Время шло. Уже прошло минут пять, что перебросилась через стену веревка, ее видели не только я, но и арестантки на соседнем дворе. Помощник не уходил с крыльца. Я дошел до калитки, сбросил пальто и, путаясь под хлещущим по лицу мокрым бельем, пробежал к стене. Я схватил веревку, уже слыша сзади крики: «Держи, держи!
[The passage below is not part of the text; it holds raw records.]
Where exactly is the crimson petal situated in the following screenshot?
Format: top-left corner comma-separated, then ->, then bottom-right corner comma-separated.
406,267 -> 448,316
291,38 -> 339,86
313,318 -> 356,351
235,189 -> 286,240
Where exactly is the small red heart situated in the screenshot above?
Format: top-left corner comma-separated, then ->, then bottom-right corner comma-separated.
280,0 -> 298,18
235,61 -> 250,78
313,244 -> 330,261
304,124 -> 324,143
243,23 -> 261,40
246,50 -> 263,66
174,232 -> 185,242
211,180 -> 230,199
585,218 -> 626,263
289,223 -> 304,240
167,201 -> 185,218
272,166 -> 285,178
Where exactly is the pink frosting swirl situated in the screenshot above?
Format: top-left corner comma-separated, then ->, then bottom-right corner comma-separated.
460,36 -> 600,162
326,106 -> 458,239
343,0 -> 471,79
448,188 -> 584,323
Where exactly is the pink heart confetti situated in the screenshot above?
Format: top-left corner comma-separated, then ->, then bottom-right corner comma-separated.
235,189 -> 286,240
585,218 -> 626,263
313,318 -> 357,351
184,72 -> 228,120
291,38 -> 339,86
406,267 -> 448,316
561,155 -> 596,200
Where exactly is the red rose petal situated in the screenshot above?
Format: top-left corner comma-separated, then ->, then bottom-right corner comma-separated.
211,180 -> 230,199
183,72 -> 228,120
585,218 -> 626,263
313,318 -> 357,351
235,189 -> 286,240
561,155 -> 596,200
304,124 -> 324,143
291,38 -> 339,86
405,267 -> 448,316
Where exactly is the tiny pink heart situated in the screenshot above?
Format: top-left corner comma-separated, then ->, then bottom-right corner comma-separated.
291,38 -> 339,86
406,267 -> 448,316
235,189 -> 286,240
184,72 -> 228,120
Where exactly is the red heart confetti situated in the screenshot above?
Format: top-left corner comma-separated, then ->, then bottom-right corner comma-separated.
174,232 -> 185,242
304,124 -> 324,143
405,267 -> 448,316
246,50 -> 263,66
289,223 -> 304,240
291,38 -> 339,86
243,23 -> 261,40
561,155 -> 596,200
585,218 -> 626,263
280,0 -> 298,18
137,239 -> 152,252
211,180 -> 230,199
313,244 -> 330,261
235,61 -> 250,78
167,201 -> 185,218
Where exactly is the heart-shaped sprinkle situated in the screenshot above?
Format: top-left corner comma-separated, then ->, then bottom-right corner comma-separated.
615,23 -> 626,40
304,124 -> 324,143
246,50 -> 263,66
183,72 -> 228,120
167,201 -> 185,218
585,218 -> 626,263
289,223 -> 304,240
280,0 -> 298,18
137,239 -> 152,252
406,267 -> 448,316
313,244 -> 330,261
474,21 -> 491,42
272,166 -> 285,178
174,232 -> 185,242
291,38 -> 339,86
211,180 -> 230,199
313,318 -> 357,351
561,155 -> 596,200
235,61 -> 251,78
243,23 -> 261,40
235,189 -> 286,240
Стреляй!» – и потянул, но, к ужасу моему, веревка свободно валилась вниз… Вдруг она натянулась.
Попытка взлезть на полуторасаженную стену по новой, очень тонкой, веревке кончилась неудачей хотя оставалось мне взобраться лишь на аршин, чтобы протянуть руку к гребню стены (причем я здорово ободрал ладони!), как за самой спиной щелкнул курок, и помощник крикнул.
«Стреляй его! Стреляй, сукин сын!»
Я спасся тем, что, выпустив веревку, упал в траву. Меня с ругательствами отвели в карцер, где, впрочем, я пробыл всего два часа, так как очень быстро явились прокурор и жандармский полковник – допрашивать о побеге. Надо кстати сказать, что Леонид и Ровногуб благополучно удрали, перебравшись через Болгарию на «моем судне» во Францию, об их жизни там в «Русском богатстве» за 1910 (кажется) год есть ряд очень интересных очерков Евг. Синегуба.
Раздавленный и уязвленный неудачей, я чуть-чуть не попался на удочку прокурора, когда тот довольно мягко спросил:
– Нет ли у вас знакомых, которые могли бы ходить к вам на свидание?
Уж я открыл рот, но… – о чудо! – старый, изъеденный сифилисом и водкой щучелицый жандарм чуть слышно кашлянул, – и я увидел по его взгляду, что попадусь.
– Нет! – сказал я. – У меня нет никого – ни родных, ни знакомых.
Загадка человеческого сердца! Что подвинуло жандармского полковника предостеречь меня, своего врага? Я никогда этого не узнал и даже до сих пор не могу догадаться, в чем дело; разве лишь то, что прокурора он ненавидел более, чем меня, и не хотел, чтобы тот получил хотя бы какой-нибудь триумф посредством допроса? О побеге я сказал, что показаний об этом давать не буду.